Duo-Art Non-Reproducer Piano
By Albert de Boer

Just a few weeks ago I got a call from someone who had heard that
I was "in that player piano stuff", and was wondering if I would be
interested in a player piano that could be mine free as long as
I hauled it away.

So that you know that I live on a small island in the State of Hawaii,
(and yes, we are part of the USA), I am the only one to my knowledge
that has any form of mechanical music instruments or interest on this
particular island, and definitely the only owner of a player piano, or
so I thought for the last seven years that I have been living here.

I asked him what make of piano he had and the answer was "Oh, it's a
Duo-ark or something like that..."  I told him that I would be over in
a less than a wink.  I jumped in my jeep and sped the 10 miles or so
to this home with a "free" Duo-Art, unbelievable...

The home was palatial, no wonder they could afford a reproducing
piano, I reasoned.  The owners, "hoales", local slang for everybody not
born on the island, were moving back to "the mainland", as the owner
volunteered as he led me to an already empty room, which had been used
for storage.

There it stood, in all its glory, or obvious lack thereof.  It was a
small spinet with a case of apparently simulated wood.

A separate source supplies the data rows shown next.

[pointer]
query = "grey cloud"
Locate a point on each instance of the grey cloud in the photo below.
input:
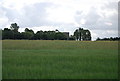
(32, 15)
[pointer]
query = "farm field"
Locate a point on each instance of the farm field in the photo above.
(55, 59)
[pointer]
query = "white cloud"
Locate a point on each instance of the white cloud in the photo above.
(99, 16)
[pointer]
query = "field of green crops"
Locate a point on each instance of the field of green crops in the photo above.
(50, 59)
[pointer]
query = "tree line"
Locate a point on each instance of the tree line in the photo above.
(29, 34)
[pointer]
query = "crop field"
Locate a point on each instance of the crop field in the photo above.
(55, 59)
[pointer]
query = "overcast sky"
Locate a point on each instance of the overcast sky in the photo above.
(99, 16)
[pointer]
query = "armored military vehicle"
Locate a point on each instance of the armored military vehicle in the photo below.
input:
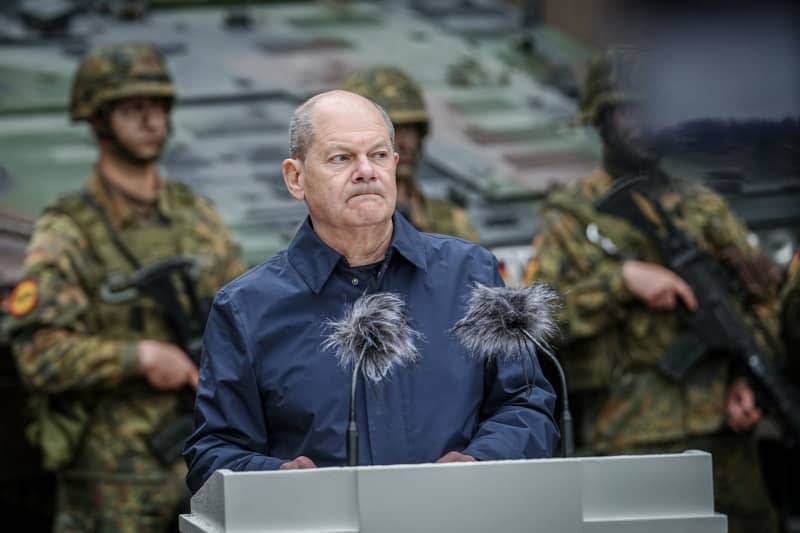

I sheepishly
mumbled, "This is it?"  The owner, without answering the obvious,
lifted the lid, and there -- blazing for all to see -- was stenciled
on the inside, with golden letters, "D U O - A R T".

Yes, it was a player piano of sorts, my guess from the sixties, with
a regular 88-note trackerbar; could have been a 84 or 86, for all
I know, system of unknown manufacture...  No, not a "free" DUO-ART
reproducer, stupid!.

Although still mine for the taking, I politely declined and uttered
something like,  "Donate it to the local college.  They are always
looking for free study pianos."

Question : Does anyone know which manufacturer had the distasteful
audacity to name this so-called piano after a well respected name of
a reproducing system?

Another lesson learned, but no doubt not the last one... sigh...

Albert de Boer


(Message sent Thu 21 Jan 1999, 04:32:05 GMT, from time zone GMT-1000.)